As far as the former is concerned, since the appearance of Gayatri Spivak on the academic stage, colonialism has been established as a critical cause célèbre in many university departments, while the class issue, by contrast (despite Spivak’s own efforts in this regard), has not. Considering the frequent flyer biennial crowd, the Third Text aficionados with G4 Powerbooks and Paul Smith jackets who speak fluent English, hold double or triple nationalities, and diplomas composed not in Arabic or Farsi or Hindi but in French or German or English, analyses like Brennan’s could prompt a useful and rigorous discussion of the economic parameters of cosmopolitanism. It would also entail a more incisive definition of what one stands to gain from a cosmopolitan agenda. Why exactly must any gap be bridged in the first place? Hasn’t the enthusiasm for bridging been part of the problem in recent years? Who stands to gain from all this bridging?
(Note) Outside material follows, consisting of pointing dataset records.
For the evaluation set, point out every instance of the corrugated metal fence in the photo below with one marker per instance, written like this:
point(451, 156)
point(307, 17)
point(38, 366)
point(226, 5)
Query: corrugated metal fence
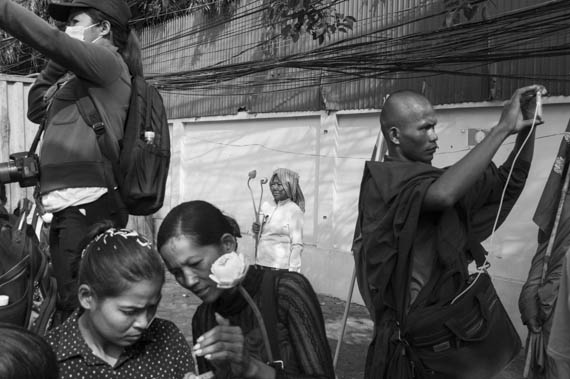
point(16, 131)
point(194, 43)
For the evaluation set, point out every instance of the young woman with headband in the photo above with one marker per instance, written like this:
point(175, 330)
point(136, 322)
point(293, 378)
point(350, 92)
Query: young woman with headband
point(114, 333)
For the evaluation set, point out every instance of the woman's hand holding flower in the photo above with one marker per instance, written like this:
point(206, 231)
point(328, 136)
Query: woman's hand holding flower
point(229, 270)
point(224, 344)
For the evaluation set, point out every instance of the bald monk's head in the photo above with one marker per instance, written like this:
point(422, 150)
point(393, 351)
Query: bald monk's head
point(408, 124)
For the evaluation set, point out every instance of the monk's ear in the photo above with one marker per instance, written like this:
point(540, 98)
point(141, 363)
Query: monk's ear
point(394, 135)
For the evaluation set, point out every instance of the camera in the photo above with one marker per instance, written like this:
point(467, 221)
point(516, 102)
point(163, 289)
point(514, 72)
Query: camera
point(23, 168)
point(531, 104)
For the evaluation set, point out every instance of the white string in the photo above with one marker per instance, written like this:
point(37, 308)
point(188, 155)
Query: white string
point(483, 268)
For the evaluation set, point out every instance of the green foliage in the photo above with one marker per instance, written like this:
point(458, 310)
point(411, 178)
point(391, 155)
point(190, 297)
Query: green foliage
point(292, 18)
point(459, 11)
point(285, 18)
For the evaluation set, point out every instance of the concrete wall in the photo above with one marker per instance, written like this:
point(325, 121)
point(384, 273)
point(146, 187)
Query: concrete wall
point(212, 157)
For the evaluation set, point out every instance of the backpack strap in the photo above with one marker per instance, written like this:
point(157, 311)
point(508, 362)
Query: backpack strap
point(269, 306)
point(93, 119)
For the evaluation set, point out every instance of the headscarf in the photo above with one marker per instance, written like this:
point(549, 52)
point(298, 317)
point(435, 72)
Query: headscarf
point(290, 181)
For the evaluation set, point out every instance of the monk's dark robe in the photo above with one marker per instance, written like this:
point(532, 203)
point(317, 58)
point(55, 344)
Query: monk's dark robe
point(391, 221)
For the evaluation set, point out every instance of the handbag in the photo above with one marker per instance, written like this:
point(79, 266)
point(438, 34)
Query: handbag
point(470, 338)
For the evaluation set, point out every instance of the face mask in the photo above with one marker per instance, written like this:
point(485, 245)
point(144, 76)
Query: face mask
point(78, 31)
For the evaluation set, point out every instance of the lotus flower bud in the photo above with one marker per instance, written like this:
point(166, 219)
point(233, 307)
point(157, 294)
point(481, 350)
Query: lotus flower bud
point(229, 270)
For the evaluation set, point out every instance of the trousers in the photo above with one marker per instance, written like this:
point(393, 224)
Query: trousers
point(68, 229)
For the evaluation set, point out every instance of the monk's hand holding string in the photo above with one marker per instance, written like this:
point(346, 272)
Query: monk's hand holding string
point(224, 344)
point(511, 116)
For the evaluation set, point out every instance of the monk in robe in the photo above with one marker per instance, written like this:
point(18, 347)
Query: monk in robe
point(421, 225)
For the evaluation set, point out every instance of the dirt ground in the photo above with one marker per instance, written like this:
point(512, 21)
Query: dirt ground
point(179, 304)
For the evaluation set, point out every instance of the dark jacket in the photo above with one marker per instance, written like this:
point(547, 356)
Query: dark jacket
point(69, 155)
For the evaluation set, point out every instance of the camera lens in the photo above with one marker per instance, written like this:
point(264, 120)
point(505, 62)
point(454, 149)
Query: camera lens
point(9, 172)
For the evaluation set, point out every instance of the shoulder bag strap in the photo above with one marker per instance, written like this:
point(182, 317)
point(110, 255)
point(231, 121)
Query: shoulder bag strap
point(93, 119)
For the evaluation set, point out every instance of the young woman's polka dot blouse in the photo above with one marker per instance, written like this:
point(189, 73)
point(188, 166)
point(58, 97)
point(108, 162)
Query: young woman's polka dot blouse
point(161, 353)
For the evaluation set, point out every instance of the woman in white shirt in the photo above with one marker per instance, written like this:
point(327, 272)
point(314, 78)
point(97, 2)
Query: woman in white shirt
point(280, 229)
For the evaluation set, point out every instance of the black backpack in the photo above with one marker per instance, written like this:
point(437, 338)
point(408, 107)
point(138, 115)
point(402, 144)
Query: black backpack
point(25, 272)
point(142, 167)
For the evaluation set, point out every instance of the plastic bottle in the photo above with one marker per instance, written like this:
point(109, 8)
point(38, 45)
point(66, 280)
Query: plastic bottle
point(149, 137)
Arguably, the best we stand to gain from cosmopolitanism itself is a forceful reminder that expectations shouldn’t be raised to a point where they’re hopelessly overheated, or channeled towards objectives which the middle class, social democratic, bourgeois-bohemian romanticism can never fulfill. If consumer ideologies and other sympathies and self-interests could be presented as such, and not as selfless tributes to momentous ruptures in the history of humankind, then that would make the likes of us, and of Fred Wilson, a lot more simpatico already.